[Background] Doxorubicin (DOX) has serious side effects, such as cardiotoxicity. DOX tends to accumulate in the mitochondria of cardiomyocytes and cause cardiotoxicity due to mitochondrial dysfunction. cGAS, a cytoplasmic DNA sensor, synthesizes mitochondria and other self-derived free DNA fragments and induces inflammation and apoptosis via the cGAS/STING/IRF3 pathway. In this study, we identified kampo medicines that inhibit DOX cardiotoxicity via the cGAS/STING/IRF3 pathway.
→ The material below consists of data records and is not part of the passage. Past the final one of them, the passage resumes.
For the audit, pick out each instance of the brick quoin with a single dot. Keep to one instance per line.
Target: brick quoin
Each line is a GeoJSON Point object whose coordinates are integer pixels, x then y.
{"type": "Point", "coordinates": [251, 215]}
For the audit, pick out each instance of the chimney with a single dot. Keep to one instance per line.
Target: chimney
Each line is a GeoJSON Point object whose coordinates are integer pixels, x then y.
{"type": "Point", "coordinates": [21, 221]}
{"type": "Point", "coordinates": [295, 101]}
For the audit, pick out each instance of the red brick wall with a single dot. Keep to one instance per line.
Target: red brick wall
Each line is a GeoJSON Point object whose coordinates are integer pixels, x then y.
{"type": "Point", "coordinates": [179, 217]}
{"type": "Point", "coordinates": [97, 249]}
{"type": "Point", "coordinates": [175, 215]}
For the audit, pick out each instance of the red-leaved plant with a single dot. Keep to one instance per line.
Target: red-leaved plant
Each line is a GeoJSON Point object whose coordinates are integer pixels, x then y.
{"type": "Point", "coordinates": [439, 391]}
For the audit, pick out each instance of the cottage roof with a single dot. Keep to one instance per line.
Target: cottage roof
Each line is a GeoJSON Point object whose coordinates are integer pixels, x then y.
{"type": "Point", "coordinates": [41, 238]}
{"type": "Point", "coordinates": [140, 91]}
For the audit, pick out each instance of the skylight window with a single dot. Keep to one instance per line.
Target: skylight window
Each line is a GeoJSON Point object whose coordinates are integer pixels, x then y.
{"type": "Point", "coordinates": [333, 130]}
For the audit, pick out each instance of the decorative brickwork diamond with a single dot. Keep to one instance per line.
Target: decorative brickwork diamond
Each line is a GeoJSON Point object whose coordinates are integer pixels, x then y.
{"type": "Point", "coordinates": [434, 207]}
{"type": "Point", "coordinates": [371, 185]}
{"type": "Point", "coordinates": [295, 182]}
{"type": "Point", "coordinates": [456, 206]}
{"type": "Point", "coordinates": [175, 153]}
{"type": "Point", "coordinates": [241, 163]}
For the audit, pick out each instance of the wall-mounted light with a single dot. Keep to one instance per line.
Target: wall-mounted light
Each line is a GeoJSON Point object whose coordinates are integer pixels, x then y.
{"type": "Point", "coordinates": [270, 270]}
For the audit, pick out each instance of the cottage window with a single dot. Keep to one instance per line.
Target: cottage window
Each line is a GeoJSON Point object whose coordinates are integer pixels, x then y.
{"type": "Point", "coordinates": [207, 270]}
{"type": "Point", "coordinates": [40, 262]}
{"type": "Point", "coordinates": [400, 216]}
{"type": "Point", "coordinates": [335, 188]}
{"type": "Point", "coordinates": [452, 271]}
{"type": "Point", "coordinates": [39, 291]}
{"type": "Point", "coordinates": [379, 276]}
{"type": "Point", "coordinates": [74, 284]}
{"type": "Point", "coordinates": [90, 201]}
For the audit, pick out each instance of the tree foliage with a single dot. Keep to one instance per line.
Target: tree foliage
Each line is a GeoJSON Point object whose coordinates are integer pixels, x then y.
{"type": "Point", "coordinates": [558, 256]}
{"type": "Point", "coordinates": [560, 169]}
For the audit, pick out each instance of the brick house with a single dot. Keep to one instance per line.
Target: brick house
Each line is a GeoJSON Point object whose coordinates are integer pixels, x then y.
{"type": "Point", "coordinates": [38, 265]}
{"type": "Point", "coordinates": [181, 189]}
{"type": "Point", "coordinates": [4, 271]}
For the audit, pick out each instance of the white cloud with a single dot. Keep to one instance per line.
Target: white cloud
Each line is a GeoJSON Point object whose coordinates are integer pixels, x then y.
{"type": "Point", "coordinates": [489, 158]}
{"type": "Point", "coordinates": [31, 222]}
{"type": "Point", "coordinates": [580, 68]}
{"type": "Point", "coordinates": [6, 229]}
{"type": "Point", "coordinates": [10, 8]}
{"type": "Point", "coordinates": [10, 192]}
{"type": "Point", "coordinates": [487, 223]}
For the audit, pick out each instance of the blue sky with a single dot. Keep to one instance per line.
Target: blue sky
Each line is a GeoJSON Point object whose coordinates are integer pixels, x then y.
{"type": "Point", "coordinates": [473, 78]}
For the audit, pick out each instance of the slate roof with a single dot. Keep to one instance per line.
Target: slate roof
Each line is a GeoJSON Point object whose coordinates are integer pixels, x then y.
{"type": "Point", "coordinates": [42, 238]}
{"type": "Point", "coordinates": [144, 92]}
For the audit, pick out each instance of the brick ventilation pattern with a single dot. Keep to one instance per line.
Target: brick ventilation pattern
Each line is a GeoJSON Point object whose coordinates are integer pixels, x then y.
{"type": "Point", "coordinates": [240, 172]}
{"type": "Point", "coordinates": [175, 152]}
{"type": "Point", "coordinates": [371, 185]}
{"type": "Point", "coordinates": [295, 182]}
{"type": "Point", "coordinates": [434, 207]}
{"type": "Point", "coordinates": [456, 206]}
[Methods & Results] To identify Kampo medicines that inhibit DOX cardiotoxicity, in vitro screening was performed using rat cardiomyoblast H9c2 cells. Approximately 40 kampo medicines were investigated for their inhibitory effect on DOX-induced apoptosis after pretreatment with 100 µg/ml each, and orengedokuto most effectivly inhibit DOX cell death was. Western blotting showed that DOX increased the levels of cleaved caspase-3, IRF3, and STING, whereas orengedokuto suppressed these levels. The cGAS inhibitor RU.521 also inhibited DOX-induced increases in cleaved caspase-3, IRF3, and STING phosphorylation levels. Next, in vivo studies were conducted using a mouse model of DOX cardiotoxicity, in which C57BL/6J mice received a single dose of 20 mg/kg DOX and a daily oral dose of 1 g/kg/day orengedokuto for five consecutive days. DOX induced IL-1β and CXCL10 expression downstream of the cGAS/STING/IRF3 pathway, and the increased expression of cleaved caspase-3 was suppressed by orengedokuto.
[Conclusion] This study indicates that orengedokuto reduces DOX cardiotoxicity via the cGAS/STING/IRF3 pathway.